A recent article by Rajendra Apte MD shows that the SARS-COV-2, the virus that causes COVID-19 infection, does not penetrate the cornea.  The author, Dr. Apte, is a Professor at the Washington University School of Medicine in St. Louis, Missouri and a former classmate of Sidney Gicheru (Medical Director, LaserCare Eye Center).  Dr. Apte’s work showed no evidence of SARS-COV-1 replication in donor corneas that were inoculated with the virus.  So even though the cornea and conjunctiva have receptors for the virus, the coronavirus does not seem to penetrate the cornea or replicate in it.

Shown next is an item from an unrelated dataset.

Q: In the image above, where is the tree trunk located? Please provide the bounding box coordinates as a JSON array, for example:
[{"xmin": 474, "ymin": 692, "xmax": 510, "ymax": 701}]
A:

Does this mean eye protection is not required in this era of COVID-19?  Absolutely not.  The study does not prove the virus is unable to penetrate other tissues in the eye. But, it does help us understand that the Cornea is likely not a viable route for infection.  The eye does have mucus membranes, similar to the nasal cavity, that can transmit the virus.  Thus, until we have more research data, eye protection is still recommended when the risk of COVID-19 transmission is high. Similarly, masking is strongly recommended.
The study also looked at 2 other common viruses HSV-1 (the Herpes virus) and ZIKV (Zika virus), both of which were able to penetrate and replicate in the cornea.